Use reinforcement learning and transfer learning to learn policy for starcraft micromanagement
presents a reinforcement learning model and transfer learning method to tackle the multi-agent control of StarCraft micromanagement.
define an efficient state representation approach to break down the complexity caused by the large state and action space in game environment.
propose a reward function to help balance units’ move and attack, and encourage units to learn cooperative behaviors.
present a multi-agent gradient-descent Sarsa(λ) reinforcement learning model to train our units to operate micromanagement, and use a neural network as function approximator of the Q values.
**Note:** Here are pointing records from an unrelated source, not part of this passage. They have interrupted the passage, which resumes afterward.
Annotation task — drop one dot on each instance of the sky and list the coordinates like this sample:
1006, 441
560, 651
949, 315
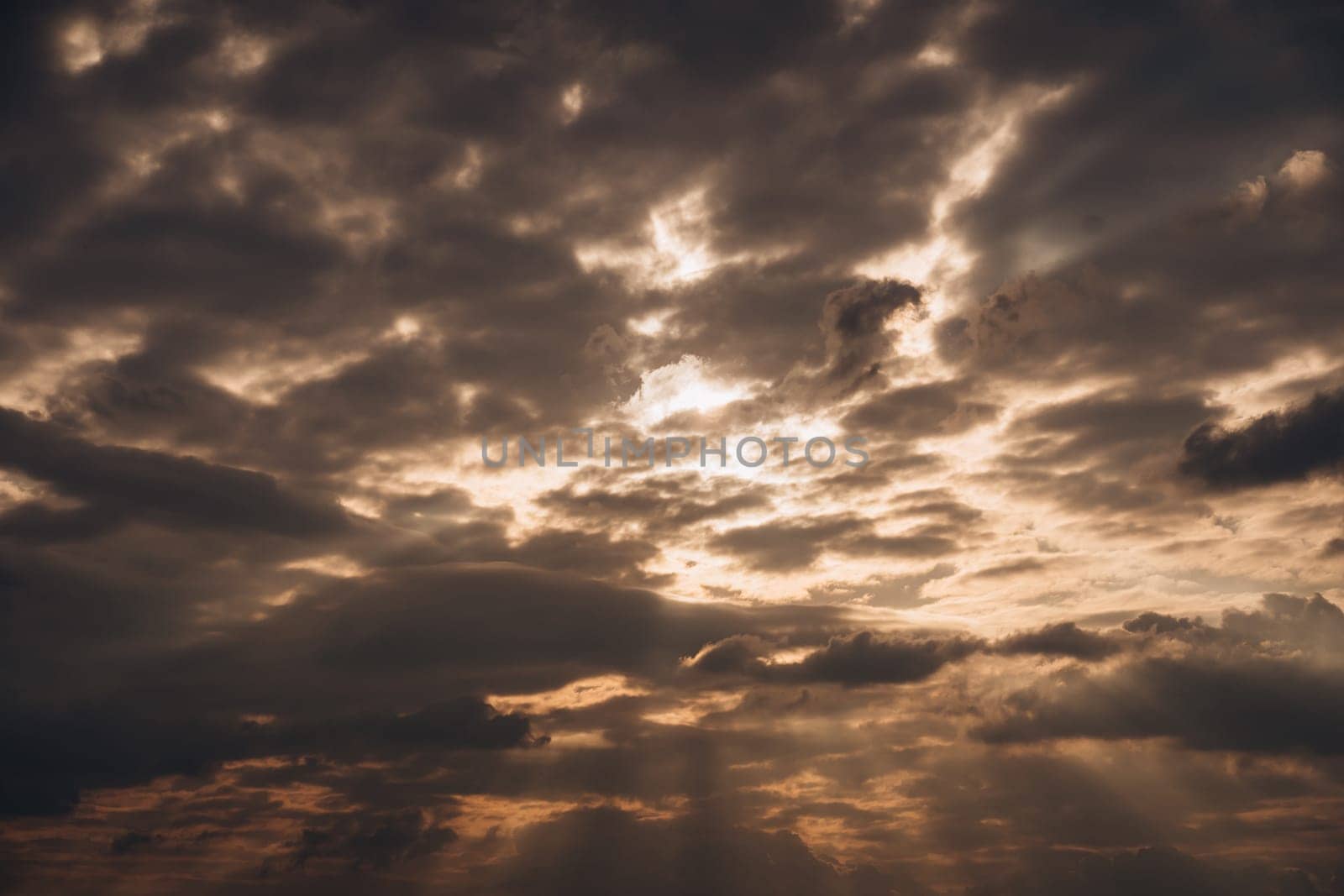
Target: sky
280, 282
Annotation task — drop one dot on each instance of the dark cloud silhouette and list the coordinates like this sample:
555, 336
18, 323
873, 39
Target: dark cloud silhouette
1281, 446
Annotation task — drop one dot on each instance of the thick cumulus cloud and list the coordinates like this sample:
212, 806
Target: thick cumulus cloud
269, 271
1281, 446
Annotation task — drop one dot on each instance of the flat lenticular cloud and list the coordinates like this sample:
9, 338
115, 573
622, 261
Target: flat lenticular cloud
272, 275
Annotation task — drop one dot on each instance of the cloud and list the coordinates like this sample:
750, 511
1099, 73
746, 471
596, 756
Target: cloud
1280, 446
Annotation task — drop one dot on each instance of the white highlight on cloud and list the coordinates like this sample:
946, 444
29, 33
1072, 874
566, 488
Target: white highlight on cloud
1305, 168
682, 385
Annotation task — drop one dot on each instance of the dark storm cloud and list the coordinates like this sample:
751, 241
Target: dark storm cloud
297, 251
375, 841
874, 658
853, 322
690, 855
1160, 871
1061, 640
1263, 681
121, 481
1280, 446
53, 757
793, 546
913, 411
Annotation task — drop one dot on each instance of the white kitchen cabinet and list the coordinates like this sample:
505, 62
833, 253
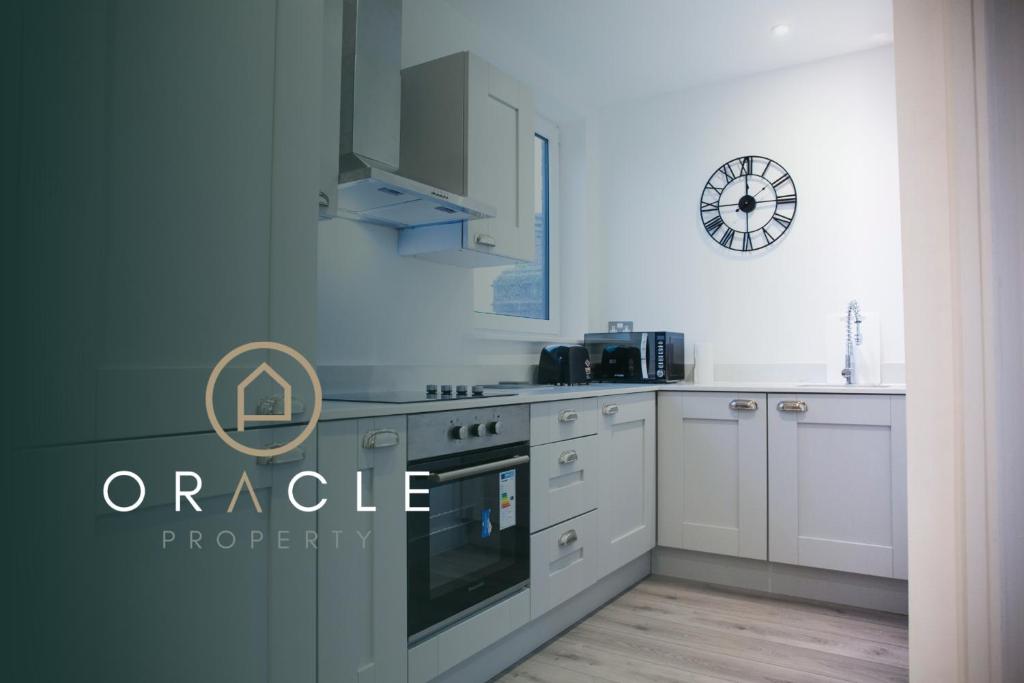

In small scale scenarios, our units can successfully learn to combat and defeat the built-in AI with 100% winning rate.
propose a transfer learning method to extend our model to larger scale and more difficult scenarios.
transfer learning method can accelerate the training process and improve the learning performance.
the test episodes show our controlled units are able to operate StarCraft micromanagement with appropriate strategies in various scenarios.
The network input is composed of 3 parts
---- 1. Current step agent state informatoin [dim=42]:
-------- own weapon cool down time [0~1], dim=1
-------- own hitpoint [0~1], dim=1
-------- self units distance in 8 directions; multiple distances are SUM in the same direction if existed; if no units in certain direction, it is 0; if unit is out of sight range, it is 0.05; dim=8.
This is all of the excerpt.